November 11 was International Pocky Day.  11/11 looks like a handful of pocky.  Did you remember to eat a box or two?  Cause you can’t just eat one.  Pocky’s worse than Ruffles!  Tokyopop held a contest in honor of IPD; write a haiku about pocky.  The winners can be found here.

Manga on Your (Windows Powered) Cellphone

Japanese publisher Shueisha has teamed up with Microsoft to make manga available on cellphones using the Windows Mobile system, in both the US and Japan.  Shueisha has obviously done this because they seem to believe that Microsoft can protect their books from being stolen.  However, in the cellphone market, where the iphone and android phones are getting all the attention, and apps, this seems highly questionable.  It severely limits the audience that can access it to an operating system that Microsoft isn’t even committed to supporting.  As much as I love the idea of digital comics, this is one idea I can’t get behind.

But For How Long?

Weekly Shonen Jump has announced that Hunter x Hunter will be back in serialization in January 2010.  Yeah, for how long this time?  This title has been on and off hiatus constantly it seems.  It really makes you wonder if Yoshihiro Togashi even really cares to continue it or not.  There have been hiatus’ as long as 3 years for this title, and after the last one, it restated in October of 2008, only to last 3 months.  Honestly.  If you don’t care that much, just end the thing.

NYT Best Selling Manga

It couldn’t last long, it seems.  Even though Naruto hasn’t retaken the #1 spot, Viz has.  Vampire Knight vol 8 debuts at #1.  Like that’s a surprise.  Naruto vol 46 is still chugging along at #2.  Last week’s #1, Negima! Magister Negi Magi vol 24 falls to #3.  Two other Viz shojos, Ouran High School Host Club vol 13 and Black Bird vol 2 debut at #4 and #5 respectively.  Maximum Ride vol 2 falls one to #6, pushing the other Yen Press title, Soul Eater vol 1 out and off to #8.  Rosario Vampire vol 9 surprisingly moves back up to #7, while D-Gray Man vol 15 starts the list at #9.  Tsubasa vol 24 ends off the list falling two to #10 from #8.  So, Viz has shown that it’s shojo line still rules even without their magazine, with three titles debuting in their first week out.  And Viz hold the list again at 6/10, with Yen Press and Del Rey holding out at 2/10 each.

Manga For Your Ears


This Week at Manga Village

Good Comics For Kids Manga

What I’ve Been Reading

  • 20th Century Boys vol 5
  • Secret Saturdays 1: The Kur Stone
  • 07-Ghost vol 2
  • Shonen Jump December 2009

4 thoughts on “This Week in Manga 11/7-11/14/09”

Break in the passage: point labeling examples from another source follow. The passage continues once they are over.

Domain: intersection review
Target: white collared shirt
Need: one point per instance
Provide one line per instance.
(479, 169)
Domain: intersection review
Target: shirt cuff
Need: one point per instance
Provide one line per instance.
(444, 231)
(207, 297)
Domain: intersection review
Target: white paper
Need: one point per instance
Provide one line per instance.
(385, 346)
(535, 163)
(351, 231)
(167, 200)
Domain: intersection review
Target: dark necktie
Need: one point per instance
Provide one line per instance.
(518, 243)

  1. Regarding the age ratings for comics, there used to be one for American comics. It was called the Comics Code Authority and comics had to go through the codes rulings to get a stamp of approval. But that has gone and died out when publishers stopped using it.

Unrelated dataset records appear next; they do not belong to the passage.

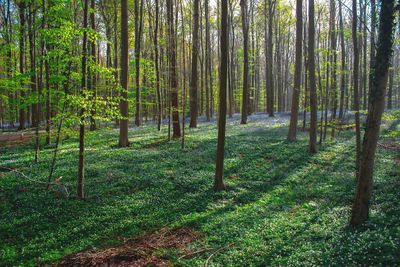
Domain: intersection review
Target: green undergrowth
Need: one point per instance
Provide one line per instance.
(282, 206)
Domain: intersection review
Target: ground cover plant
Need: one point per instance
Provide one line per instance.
(282, 206)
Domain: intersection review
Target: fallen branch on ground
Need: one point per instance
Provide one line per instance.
(215, 252)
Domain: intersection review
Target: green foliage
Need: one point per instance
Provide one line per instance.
(283, 205)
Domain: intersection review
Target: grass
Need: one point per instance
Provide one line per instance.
(283, 205)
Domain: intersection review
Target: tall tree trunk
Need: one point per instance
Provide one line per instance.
(245, 94)
(208, 51)
(172, 70)
(92, 70)
(21, 10)
(138, 34)
(270, 78)
(390, 89)
(360, 210)
(297, 72)
(81, 170)
(313, 88)
(343, 67)
(123, 125)
(372, 42)
(333, 69)
(219, 169)
(157, 67)
(356, 97)
(194, 78)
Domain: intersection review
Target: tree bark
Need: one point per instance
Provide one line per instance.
(219, 170)
(360, 210)
(194, 79)
(138, 34)
(356, 98)
(313, 88)
(172, 70)
(297, 72)
(123, 125)
(245, 92)
(81, 170)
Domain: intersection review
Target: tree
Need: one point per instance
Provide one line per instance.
(343, 67)
(356, 99)
(194, 78)
(224, 41)
(93, 62)
(297, 72)
(313, 87)
(81, 170)
(138, 34)
(172, 70)
(123, 125)
(245, 28)
(269, 54)
(360, 210)
(21, 10)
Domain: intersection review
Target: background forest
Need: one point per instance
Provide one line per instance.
(117, 116)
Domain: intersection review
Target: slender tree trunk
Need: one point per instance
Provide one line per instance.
(219, 170)
(270, 78)
(21, 10)
(138, 34)
(343, 67)
(245, 94)
(355, 86)
(297, 72)
(313, 88)
(334, 61)
(360, 210)
(172, 70)
(81, 171)
(93, 79)
(194, 78)
(123, 125)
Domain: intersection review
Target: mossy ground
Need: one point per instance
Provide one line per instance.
(283, 206)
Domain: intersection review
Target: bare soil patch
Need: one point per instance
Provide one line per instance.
(136, 252)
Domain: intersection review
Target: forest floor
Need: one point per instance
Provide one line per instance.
(153, 203)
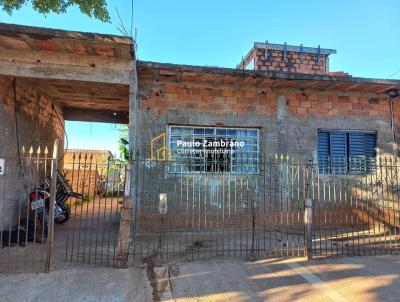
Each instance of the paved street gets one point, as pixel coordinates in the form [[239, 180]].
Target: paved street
[[373, 278]]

    1. No, the comic code is different than a rating system. The comic code was meant to keep comics “clean”. An age rating system just tells you want audience a book is for. Manga already does that, and no imposes anything on them. I don’t think it should be a problem for comics. Is it so much to ask for pubs to say when a book of a popular character like Spiderman that younger kids might want to read if it’s appropriate? It isn’t always clear by art or title. Trust me, I look at comics every week, and it’s really hard to tell sometimes, and I end up missing some because there wasn’t a way for me to tell.

  2. Yes. There’s no need for a screening process. The pubs know what audience they want for a book before they publish it. It shouldn’t be that hard to say “For 13+”, or “Ages 9-12”. That’s all I want. Give me an idea and don’t make me sure all over the web for information they already have and just have to give out.